My phone isn’t actually dead, yet, but it’s not long for this world. It’s amazing how accustomed I have become to having the internet in my pocket and how I am no longer put off by the size of a smartphone. I actually want a bigger one. Let me clarify, thinner, but with a bigger screen. I’m having a really hard time deciding though and the more I look at online reviews, the less certain I am. 

I still have a landline in the house. A real, mounted to the wall, no caller-id, has a curly cord, phone. I almost never use it but let me just say, the last two hurricanes that hit did a number on the power lines, damaged the cell towers, but that landline was still working both times. In advance of hurricane Sandy, I fruitlessly searched the area for a replacement battery for my cell phone but it seemed like everyone else, who had been without power for a week after Irene, had had the same idea.

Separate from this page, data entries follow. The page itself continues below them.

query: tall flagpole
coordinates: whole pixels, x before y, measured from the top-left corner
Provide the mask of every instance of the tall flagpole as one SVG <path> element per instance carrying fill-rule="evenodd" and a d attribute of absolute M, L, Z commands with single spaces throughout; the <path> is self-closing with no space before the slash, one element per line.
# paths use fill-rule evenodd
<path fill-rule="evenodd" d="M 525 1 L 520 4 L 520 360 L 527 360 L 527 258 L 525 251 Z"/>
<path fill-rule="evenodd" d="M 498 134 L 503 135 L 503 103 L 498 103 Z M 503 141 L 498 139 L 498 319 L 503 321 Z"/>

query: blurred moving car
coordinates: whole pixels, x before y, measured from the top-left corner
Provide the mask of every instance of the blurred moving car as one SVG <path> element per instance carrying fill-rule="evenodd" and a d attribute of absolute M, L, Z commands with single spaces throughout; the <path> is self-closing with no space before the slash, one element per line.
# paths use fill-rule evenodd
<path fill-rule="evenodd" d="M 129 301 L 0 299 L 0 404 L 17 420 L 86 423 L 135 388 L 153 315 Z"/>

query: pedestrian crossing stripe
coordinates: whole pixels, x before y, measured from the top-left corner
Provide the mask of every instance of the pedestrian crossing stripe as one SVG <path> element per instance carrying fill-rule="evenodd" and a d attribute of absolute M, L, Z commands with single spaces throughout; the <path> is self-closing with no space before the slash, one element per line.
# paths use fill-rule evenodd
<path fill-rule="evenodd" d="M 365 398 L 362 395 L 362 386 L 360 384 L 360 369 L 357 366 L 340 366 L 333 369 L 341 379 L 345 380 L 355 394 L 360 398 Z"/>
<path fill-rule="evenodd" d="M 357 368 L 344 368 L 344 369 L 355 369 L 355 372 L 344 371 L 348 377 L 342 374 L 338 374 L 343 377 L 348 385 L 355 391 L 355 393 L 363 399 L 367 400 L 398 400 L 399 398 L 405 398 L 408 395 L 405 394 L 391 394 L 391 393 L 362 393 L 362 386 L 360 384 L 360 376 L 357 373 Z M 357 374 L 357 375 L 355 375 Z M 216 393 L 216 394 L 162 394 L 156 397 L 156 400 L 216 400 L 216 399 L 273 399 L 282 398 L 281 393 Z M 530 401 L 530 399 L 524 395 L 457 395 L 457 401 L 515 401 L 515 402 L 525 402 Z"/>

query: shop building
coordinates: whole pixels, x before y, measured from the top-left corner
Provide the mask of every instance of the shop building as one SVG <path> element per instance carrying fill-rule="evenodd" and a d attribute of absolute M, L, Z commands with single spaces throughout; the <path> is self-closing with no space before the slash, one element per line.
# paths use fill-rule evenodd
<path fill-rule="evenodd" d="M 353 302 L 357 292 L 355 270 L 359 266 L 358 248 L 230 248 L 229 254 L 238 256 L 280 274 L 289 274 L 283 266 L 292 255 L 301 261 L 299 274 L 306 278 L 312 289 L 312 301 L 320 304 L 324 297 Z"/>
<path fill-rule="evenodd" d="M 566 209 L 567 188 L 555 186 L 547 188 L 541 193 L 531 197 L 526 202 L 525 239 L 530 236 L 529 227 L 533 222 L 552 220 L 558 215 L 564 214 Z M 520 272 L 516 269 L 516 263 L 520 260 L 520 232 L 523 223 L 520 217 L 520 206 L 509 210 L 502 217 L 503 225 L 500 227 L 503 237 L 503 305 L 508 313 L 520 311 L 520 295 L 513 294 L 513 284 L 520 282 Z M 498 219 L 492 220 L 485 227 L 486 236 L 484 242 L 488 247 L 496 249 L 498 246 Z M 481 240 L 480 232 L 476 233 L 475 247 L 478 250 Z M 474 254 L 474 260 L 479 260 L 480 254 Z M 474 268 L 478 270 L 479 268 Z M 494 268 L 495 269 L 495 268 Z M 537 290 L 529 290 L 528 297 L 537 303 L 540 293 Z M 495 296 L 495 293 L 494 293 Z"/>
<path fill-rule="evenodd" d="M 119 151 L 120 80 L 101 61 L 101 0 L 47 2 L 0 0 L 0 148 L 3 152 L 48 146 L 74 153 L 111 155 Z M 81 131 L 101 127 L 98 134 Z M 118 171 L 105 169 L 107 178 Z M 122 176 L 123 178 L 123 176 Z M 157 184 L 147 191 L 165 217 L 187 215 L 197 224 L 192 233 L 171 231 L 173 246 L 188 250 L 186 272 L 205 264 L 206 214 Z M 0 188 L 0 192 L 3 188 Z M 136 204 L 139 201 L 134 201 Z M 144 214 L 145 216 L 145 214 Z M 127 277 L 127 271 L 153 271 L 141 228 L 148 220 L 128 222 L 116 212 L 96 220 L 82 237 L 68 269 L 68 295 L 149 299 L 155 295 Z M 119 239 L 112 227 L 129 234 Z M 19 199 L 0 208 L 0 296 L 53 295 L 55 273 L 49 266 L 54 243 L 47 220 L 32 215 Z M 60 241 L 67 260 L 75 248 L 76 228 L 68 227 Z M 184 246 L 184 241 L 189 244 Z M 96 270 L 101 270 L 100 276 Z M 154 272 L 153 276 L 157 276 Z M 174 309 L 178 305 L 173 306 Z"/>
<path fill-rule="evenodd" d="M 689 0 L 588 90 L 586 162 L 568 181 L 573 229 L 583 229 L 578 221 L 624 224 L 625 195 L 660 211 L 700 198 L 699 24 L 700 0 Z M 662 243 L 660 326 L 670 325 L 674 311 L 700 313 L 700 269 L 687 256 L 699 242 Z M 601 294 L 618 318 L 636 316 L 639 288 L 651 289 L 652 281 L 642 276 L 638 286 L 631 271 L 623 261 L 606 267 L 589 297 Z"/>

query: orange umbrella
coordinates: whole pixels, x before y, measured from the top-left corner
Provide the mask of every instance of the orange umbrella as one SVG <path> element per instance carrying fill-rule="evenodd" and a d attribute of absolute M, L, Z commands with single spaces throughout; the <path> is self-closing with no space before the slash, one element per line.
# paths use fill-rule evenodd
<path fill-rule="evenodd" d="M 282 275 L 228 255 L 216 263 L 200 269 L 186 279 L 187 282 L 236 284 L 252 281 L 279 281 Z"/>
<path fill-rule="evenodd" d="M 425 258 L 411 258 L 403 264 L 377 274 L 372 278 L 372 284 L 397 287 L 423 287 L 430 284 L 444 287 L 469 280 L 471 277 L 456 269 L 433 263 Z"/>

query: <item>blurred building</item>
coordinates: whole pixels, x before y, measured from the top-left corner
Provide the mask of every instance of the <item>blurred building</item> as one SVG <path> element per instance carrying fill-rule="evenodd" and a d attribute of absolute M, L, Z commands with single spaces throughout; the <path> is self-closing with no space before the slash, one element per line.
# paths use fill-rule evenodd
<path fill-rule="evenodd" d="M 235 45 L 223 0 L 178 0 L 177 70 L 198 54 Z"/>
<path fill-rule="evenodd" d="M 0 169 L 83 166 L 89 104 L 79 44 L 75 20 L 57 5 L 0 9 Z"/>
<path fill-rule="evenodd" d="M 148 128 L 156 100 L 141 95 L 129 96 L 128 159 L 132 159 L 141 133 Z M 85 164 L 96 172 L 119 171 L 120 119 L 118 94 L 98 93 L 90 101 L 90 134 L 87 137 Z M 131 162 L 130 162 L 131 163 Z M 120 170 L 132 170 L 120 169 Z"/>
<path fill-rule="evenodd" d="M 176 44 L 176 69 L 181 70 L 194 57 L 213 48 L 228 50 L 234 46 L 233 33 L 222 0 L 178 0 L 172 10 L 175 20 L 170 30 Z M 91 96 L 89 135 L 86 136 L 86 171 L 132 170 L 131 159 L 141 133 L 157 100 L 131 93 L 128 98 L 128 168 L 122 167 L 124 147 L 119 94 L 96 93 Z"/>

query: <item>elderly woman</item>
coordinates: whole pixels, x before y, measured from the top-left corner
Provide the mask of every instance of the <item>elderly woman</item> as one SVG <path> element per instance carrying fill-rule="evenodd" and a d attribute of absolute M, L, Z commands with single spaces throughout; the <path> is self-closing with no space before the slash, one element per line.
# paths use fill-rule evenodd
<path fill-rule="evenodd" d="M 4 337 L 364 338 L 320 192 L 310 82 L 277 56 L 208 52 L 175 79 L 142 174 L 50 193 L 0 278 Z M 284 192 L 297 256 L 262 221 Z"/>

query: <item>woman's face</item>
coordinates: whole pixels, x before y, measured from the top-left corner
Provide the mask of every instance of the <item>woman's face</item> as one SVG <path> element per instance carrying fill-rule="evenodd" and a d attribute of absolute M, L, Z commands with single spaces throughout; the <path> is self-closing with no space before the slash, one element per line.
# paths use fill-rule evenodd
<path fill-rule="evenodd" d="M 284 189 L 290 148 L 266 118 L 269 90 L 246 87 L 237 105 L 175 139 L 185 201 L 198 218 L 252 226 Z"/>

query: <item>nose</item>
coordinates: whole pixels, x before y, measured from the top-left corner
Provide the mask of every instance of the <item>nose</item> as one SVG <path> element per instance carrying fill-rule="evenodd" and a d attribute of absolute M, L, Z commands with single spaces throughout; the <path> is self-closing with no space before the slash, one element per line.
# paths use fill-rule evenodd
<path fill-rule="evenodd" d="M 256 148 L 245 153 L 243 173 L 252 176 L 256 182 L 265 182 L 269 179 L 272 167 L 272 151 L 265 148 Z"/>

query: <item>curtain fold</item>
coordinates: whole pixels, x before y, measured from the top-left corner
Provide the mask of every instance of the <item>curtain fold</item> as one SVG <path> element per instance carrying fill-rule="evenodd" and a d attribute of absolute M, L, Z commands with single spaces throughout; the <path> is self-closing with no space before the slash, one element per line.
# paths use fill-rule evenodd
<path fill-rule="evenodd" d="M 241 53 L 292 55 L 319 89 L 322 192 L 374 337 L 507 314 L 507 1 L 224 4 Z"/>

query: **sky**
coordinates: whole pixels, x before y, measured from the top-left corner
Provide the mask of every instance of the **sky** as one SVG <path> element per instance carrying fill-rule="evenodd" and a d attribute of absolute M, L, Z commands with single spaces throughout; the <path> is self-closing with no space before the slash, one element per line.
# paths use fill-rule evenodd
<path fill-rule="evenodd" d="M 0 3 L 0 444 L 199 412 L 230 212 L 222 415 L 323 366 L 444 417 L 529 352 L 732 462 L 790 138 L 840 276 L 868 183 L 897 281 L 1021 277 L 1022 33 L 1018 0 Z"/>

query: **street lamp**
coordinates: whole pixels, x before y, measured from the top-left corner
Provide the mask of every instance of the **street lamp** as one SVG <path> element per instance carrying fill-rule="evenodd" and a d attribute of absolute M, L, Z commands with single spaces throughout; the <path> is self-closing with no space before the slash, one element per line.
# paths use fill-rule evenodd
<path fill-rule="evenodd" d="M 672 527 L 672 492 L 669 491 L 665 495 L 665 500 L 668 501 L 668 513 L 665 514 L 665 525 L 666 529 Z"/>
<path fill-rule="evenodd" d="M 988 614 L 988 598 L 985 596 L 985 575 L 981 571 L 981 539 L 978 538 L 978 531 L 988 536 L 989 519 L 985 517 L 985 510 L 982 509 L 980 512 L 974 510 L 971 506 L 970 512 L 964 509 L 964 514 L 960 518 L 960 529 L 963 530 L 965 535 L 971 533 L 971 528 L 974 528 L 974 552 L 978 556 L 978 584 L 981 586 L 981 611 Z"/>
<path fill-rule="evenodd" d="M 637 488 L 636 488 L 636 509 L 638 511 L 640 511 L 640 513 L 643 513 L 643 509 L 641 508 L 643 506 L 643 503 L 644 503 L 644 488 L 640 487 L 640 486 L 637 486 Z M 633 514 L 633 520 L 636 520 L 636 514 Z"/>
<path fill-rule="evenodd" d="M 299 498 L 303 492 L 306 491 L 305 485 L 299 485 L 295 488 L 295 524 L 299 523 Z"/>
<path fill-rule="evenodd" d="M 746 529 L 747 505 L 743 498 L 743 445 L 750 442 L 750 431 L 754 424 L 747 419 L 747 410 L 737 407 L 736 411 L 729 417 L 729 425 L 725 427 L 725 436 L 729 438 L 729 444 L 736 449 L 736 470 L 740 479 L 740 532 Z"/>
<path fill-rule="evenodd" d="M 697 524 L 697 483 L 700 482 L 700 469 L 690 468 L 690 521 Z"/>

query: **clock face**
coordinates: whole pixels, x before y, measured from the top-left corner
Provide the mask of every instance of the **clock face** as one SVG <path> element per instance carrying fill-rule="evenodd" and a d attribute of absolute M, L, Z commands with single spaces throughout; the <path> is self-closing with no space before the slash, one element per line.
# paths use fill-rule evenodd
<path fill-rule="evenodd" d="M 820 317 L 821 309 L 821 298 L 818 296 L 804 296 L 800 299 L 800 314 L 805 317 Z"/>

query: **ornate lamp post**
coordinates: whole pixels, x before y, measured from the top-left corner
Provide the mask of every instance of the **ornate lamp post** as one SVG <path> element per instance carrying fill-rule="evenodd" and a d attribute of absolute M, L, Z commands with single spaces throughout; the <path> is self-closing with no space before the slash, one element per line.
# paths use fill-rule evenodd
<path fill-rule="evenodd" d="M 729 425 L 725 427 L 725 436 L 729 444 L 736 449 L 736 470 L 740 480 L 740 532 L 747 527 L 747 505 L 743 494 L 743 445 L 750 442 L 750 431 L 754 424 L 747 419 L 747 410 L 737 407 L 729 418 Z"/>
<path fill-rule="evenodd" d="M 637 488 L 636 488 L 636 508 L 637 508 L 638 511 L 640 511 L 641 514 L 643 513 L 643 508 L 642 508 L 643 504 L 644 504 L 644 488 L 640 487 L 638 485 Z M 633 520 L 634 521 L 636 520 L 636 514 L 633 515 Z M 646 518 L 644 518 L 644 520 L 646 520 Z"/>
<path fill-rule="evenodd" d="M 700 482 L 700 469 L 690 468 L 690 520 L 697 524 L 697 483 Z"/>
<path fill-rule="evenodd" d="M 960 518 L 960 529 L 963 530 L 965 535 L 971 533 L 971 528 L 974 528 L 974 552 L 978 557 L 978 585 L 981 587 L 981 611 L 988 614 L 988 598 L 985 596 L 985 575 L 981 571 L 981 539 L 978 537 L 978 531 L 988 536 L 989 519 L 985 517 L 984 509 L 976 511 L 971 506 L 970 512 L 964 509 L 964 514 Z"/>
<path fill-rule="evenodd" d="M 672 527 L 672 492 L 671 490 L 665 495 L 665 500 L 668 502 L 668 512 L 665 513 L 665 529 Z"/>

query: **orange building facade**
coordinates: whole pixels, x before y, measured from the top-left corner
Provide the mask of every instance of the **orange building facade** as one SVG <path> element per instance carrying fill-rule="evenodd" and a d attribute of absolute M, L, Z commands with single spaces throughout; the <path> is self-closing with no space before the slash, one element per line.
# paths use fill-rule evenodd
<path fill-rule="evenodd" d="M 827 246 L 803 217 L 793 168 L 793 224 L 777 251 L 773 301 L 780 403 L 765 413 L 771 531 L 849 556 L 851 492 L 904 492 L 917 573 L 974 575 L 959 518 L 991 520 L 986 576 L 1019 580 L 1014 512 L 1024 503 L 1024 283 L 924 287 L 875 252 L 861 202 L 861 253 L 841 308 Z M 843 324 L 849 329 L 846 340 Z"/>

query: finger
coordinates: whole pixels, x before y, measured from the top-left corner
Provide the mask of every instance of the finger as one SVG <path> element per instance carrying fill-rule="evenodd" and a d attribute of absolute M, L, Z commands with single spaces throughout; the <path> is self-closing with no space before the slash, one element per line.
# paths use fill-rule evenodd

For a long time I didn’t have a cell phone. I didn’t need one and I didn’t really want one. Even after my first child was born, it wasn’t until one day when my husband and I were both going to be out of our offices that it even occurred to me that we would be unreachable if daycare needed us in the case of an emergency. Now I hardly go anywhere without it.

Dancing Barefoot

Patti Smith – Dancing Barefoot

I think I knew who Patti Smith was before going to college but only in the most cursory way, probably based on recognizing album covers and knowing maybe two songs. In short order though, I learned what a big influence she had been on so many bands I loved and even if I still didn’t know much of her music or much about her, I figured they knew what they were talking about.

I became addicted to this song* during college. Addicted, or some might say obsessed, pretty accurately describes a good 3/4 of my college years. Everything about this song just nails that mix of excitement, anger, longing, mystery, all the emotions the 20-year-old me would keep bottled up until I was alone in my dorm room or out on my bike. Then I’d blast the tunes and “spin so ceaselessly ‘til I lose my sense of gravity…”

About a year ago I went to an exhibit of Patti Smith’s photography. I’d read her book, Just Kids, and loved it and couldn’t wait to see her work for myself. The museum had an evening event where they had a dj playing music, food, drinks, and anyone wearing a concert t-shirt got in for free. I hauled my old shirts out of storage and proudly picked one to wear.  The shirt says EVERYTHING on the front and IS COOL on the back. I stood there looking at Patti Smith’s photograph of Keats’ grave, wearing my Pylon t-shirt, while the dj played Bigmouth Strikes Again and Radio Free Europe. Everything is cool.

* Actually, the one on constant repeat was The Feelies cover of this song – I think it was a flexi-disc that came with The Bob or something, I didn’t have the Patti Smith album yet – with a slightly faster tempo. A slower, totally haunting version by the Swedish sisters who are First Aid Kit, sung last year when Patti Smith won the Polar Music Prize, just proves how universal and timeless this song is.